Au point que notre choix du thème, à peine diffusé, s’est trouvé remis en question, ce qui explique le retard de cette parution que Jean Jauniaux et moi avons maintenue en raison de la qualité des contributions qui avaient reflété – avant que le veau d’or n’intervienne – l’émotion éprouvée lors de la disparition du chanteur français le plus illustre de sa génération.
Ce dont nous ne nous doutions pas, c’est que cette même Amérique, à laquelle Johnny s’était si vainement mesuré, allait l’absorber dans la pire de ses aliénations coupables : la loi du profit.
Découvrez le numéro 297 de la revue Marginales, la voix de la littérature belge dans le concert social. Sous la direction de Jacques De Decker.
EXTRAIT DE Les joueurs de flûte par Marc Wilmet
Le 31 octobre 1981, au lendemain de la mort de Georges Brassens, je me trouvais dans le train Bruxelles-Milan pour un séminaire qu’on m’avait demandé à l’Université de Metz. Gare après gare, les journaux des kiosques égrenaient à la une le portrait encadré de noir du chanteur.
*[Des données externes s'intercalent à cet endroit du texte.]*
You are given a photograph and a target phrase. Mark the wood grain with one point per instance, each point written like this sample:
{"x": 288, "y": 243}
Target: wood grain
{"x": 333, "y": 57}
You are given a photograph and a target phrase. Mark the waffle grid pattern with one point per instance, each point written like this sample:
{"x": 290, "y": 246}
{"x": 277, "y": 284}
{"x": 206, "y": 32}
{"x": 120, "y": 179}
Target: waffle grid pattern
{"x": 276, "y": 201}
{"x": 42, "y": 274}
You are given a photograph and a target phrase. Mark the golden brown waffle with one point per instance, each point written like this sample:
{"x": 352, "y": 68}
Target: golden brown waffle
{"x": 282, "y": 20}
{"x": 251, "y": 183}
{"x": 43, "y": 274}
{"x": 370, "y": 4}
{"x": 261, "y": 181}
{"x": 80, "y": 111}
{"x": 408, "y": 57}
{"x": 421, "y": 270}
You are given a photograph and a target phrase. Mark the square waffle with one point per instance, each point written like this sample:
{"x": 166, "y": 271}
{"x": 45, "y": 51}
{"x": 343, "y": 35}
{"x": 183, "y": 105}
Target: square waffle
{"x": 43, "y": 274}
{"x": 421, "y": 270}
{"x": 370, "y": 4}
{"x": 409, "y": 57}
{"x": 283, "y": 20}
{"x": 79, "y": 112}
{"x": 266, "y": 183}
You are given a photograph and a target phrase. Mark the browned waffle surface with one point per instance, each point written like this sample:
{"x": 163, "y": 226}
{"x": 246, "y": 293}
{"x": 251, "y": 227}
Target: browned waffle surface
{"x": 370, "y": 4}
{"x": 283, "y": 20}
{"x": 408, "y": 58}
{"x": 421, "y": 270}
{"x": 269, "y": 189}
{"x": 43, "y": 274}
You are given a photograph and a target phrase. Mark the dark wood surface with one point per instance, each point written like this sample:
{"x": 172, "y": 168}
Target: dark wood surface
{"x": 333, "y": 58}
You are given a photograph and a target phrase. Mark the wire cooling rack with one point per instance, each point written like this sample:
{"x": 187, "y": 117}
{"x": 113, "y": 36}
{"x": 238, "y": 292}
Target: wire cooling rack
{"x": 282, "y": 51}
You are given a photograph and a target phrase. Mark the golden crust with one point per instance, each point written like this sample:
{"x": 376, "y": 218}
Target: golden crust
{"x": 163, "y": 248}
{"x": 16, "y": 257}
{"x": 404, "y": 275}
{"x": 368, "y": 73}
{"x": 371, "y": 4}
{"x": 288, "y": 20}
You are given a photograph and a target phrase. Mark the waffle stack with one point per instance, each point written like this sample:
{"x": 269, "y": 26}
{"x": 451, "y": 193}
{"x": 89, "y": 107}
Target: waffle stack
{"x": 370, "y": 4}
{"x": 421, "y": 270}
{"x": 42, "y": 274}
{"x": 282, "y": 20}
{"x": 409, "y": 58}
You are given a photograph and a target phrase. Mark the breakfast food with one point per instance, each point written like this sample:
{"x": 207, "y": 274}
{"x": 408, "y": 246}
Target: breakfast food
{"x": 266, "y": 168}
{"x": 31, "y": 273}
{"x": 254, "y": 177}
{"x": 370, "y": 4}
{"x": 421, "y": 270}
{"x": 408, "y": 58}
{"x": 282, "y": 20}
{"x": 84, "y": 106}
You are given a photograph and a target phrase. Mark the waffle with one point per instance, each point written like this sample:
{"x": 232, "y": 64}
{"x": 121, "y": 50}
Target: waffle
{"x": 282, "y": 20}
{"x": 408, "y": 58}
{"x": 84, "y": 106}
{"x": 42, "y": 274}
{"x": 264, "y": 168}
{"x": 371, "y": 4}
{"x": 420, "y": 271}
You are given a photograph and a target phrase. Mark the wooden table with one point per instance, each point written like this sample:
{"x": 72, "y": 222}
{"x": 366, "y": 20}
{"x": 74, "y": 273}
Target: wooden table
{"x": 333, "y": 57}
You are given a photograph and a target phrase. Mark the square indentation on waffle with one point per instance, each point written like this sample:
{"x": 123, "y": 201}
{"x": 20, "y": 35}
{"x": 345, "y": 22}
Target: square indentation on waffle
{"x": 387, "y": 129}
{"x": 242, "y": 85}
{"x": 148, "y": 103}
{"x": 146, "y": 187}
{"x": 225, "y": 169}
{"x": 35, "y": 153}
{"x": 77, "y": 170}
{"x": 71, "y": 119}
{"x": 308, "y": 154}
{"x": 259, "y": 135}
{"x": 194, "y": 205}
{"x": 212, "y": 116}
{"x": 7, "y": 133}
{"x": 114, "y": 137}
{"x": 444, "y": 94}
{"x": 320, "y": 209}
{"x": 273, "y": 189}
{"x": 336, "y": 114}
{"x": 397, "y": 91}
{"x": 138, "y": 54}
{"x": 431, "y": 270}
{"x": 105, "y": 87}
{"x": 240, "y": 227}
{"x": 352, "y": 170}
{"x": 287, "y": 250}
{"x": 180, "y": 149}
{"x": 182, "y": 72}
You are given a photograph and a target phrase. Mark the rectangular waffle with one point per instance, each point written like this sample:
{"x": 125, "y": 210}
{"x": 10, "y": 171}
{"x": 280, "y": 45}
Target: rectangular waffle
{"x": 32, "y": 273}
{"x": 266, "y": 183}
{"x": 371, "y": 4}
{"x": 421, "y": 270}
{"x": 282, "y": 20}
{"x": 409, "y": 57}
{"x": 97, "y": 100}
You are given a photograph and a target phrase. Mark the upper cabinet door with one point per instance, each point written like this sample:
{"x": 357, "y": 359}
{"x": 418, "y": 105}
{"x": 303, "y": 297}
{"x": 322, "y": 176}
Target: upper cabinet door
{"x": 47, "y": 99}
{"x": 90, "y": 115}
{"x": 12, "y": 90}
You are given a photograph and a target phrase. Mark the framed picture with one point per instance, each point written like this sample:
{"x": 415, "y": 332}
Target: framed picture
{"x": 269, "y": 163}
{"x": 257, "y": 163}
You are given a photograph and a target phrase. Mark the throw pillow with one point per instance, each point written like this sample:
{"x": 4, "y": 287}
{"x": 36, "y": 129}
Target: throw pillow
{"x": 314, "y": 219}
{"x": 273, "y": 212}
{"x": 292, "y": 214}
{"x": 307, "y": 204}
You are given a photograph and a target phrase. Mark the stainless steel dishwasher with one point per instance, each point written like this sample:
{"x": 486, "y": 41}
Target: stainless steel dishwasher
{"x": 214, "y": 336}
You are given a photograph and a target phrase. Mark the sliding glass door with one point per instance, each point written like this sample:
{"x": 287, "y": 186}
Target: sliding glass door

Le compartiment était presque vide (heureuse époque où les professeurs invités recevaient un billet de première classe). Seul un jeune Américain, accoudé à la fenêtre, rédigeait des notes. En profitant d’une brève escapade hygiénique, j’ai eu l’indiscrétion de déchiffrer quelques lignes de son carnet et lu sous le dessin d’une moustache : Who is this guy? « Qui est ce type ? » Ainsi, Brassens, que Gabriel Garcia Márquez et le numéro du 12 décembre 1982 de la Revue Clarin de Buenos Aires allaient déclarer « le meilleur poète du moment en France », lui était totalement inconnu !
À trente-cinq ans de distance, ne nous leurrons pas. Qui, en dehors de la Francophonie, se sera vraiment ému du décès de Johnny Hallyday (ou d’ailleurs de la perte de l’académicien mondain Jean d’Ormesson qu’avaient médiatisé ad nauseam les Bernard Pivot et les Michel Drucker) ? L’effervescence, déjà, ne semble pas avoir franchi la frontière linguistique de la Belgique. N’empêche, elle a été par ici d’une ampleur rare.
Les gens de ma génération – j’avais 20 ans en 1960 – ne s’intéressaient guère aux « idoles des jeunes ». Nos références musicales ne furent pas celles-là, même si les éclats des tumultueuses amours successives du rockeur arrivaient de loin en loin : Sylvie Vartan (combien jolie !), Nathalie Baye (ah ! difficile de pardonner cet écart de goût à l’actrice de Truffaut), les copains, les motos, l’alcool, la drogue, le barnum du Stade de France, les évasions fiscales…, aucun obstacle apparent à la légion d’honneur, à l’« hommage populaire » et multi-présidentiel du 9 décembre 2017. Puis la maladie.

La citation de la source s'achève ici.